Presiden Prabowo Subianto (kiri) meninjau stasiun pengisian bahan bakar umum (SPBU) yang telah menggunakan biodiesel B50 di Rest Area KM 57, Kabupaten Karawang, Jawa Barat, Kamis (9/7/2026). ANTARA/HO-BPMI Sekretariat Presiden
Harianjogja.com, JAKARTA—Peluncuran program mandatori Biodiesel 50 (B50) oleh Presiden Prabowo di Rest Area KM 57 Karawang, Jawa Barat, disambut penuh harapan oleh masyarakat, khususnya para pengguna kendaraan berbahan bakar solar.
Program yang menggabungkan 50 persen bahan bakar nabati ini dinilai sebagai langkah strategis pemerintah dalam mengurangi emisi sekaligus memperkuat ketahanan energi nasional. Di lapangan, pengguna jalan menaruh ekspektasi besar, mulai dari harga yang lebih terjangkau hingga pasokan yang lebih stabil.
Rafi, salah satu pengguna kendaraan pribadi, menilai kehadiran B50 sebagai upaya konkret menuju energi yang lebih ramah lingkungan. Menurutnya, penggunaan bahan bakar berbasis nabati bisa menjadi solusi untuk menekan polusi udara yang selama ini menjadi persoalan di berbagai kota.

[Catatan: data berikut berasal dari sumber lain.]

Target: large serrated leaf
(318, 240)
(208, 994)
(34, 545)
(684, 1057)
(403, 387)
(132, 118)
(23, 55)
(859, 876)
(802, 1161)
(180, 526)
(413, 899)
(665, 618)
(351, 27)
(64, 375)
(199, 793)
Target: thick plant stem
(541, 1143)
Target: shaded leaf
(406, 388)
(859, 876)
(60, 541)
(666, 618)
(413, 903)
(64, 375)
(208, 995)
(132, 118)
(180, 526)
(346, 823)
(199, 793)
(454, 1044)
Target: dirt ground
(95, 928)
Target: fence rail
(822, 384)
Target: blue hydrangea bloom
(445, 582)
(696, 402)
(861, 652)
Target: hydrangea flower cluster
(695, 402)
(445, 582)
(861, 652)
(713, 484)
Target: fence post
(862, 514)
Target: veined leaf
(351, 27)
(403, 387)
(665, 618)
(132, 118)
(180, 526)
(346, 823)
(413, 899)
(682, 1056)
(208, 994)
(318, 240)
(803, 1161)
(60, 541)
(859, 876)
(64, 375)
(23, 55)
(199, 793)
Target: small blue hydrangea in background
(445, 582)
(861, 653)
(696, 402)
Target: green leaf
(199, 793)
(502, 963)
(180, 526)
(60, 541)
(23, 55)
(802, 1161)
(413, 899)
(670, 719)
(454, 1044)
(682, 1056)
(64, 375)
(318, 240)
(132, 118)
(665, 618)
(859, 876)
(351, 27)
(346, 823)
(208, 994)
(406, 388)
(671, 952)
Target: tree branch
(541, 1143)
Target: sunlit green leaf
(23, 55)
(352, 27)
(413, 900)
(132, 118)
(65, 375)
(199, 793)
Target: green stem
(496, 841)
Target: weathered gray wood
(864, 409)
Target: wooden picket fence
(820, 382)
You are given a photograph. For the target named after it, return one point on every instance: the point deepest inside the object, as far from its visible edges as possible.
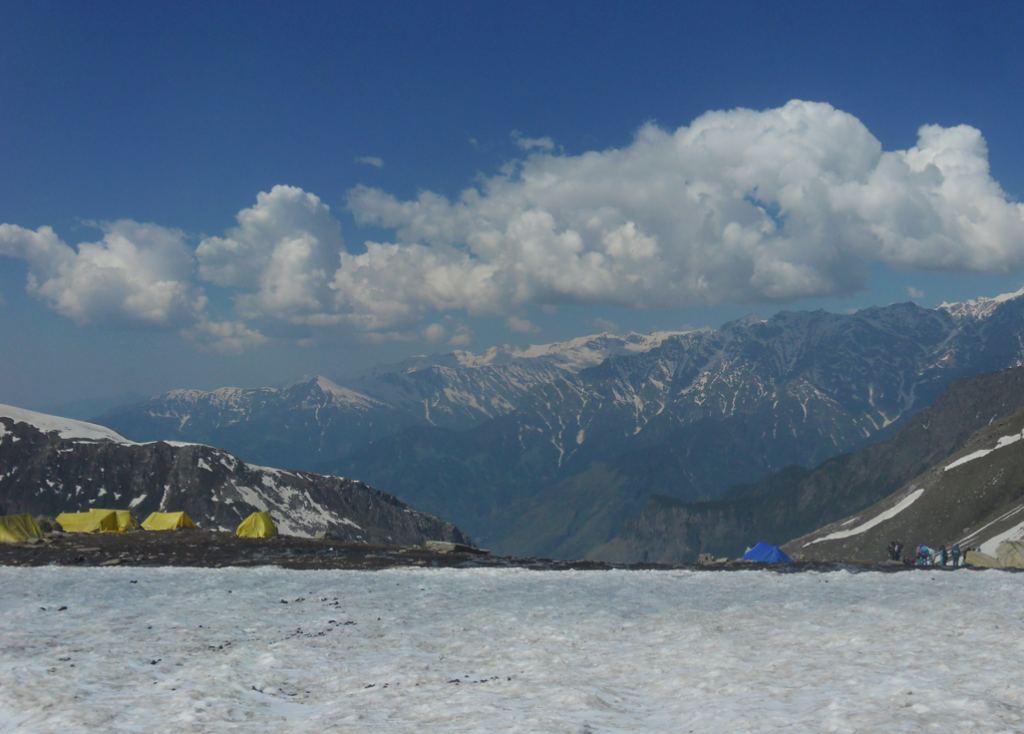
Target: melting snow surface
(877, 520)
(1001, 443)
(66, 427)
(607, 651)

“Ini langkah yang bagus, lebih ‘go green’. Harapannya tentu lingkungan jadi lebih bersih,” ujarnya, Kamis (9/7/2026)
Tak hanya soal lingkungan, Rafi juga menyoroti pentingnya ketersediaan BBM. Ia berharap dengan adanya B50, masalah kelangkaan solar yang kadang terjadi bisa diatasi.
“Yang penting stoknya stabil. Jangan sampai masih sulit didapat seperti sebelumnya,” katanya.

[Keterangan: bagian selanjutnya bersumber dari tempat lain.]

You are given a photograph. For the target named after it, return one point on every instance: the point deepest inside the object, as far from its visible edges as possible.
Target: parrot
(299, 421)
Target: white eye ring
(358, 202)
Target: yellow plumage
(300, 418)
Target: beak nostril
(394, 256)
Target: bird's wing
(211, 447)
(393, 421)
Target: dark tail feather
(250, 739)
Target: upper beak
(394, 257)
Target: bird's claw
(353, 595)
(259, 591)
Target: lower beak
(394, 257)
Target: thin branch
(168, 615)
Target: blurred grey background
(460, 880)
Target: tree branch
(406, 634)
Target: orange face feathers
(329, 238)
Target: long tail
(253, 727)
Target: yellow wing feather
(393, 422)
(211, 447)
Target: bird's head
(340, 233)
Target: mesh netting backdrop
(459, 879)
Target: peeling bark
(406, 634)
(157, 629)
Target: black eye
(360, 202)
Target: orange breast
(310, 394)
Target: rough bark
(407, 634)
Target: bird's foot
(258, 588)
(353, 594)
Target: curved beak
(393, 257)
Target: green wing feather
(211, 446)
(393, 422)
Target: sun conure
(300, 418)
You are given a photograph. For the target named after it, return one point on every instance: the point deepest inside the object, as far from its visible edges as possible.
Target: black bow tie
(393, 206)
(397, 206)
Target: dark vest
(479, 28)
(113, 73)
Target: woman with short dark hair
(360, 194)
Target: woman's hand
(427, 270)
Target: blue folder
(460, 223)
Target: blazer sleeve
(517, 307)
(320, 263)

Harapan serupa disampaikan Oyo, pedagang kelapa asal Ciamis yang setiap hari menempuh perjalanan jauh. Baginya, harga bahan bakar sangat berpengaruh terhadap biaya operasional usaha.
“Kalau bisa lebih murah dan stabil, tentu sangat membantu. Jangan sampai naik terus,” ucapnya.
Sementara itu, Imron, sopir truk yang baru pertama kali mencoba B50, berharap bahan bakar ini tidak hanya lebih ekonomis tetapi juga memberikan performa yang baik untuk kendaraan berat.
“Semoga lebih murah dan tidak disamakan dengan harga biosolar,” katanya.
Vivi, pengguna lain, melihat B50 sebagai peluang besar untuk mengurangi ketergantungan Indonesia terhadap impor energi. Ia berharap inovasi ini bisa membawa dampak jangka panjang bagi perekonomian nasional.
“Kalau bisa mengurangi impor, tentu bagus. Harapannya juga lebih murah dan aman untuk mesin,” ujarnya.
Di sisi lain, Riandi yang bekerja di sektor perjalanan menilai B50 sebagai inovasi penting bagi masa depan transportasi. Ia optimistis pengembangan biodiesel akan memberikan manfaat luas, terutama bagi pelaku usaha logistik.
“Ini bagus untuk ketahanan energi. Semoga terus dikembangkan dan makin murah,” katanya.
Peluncuran B50 menjadi babak baru dalam transisi energi Indonesia. Meski masih dalam tahap awal, program ini membawa harapan besar: bahan bakar yang lebih ramah lingkungan, harga yang lebih bersahabat, dan kemandirian energi yang semakin kuat.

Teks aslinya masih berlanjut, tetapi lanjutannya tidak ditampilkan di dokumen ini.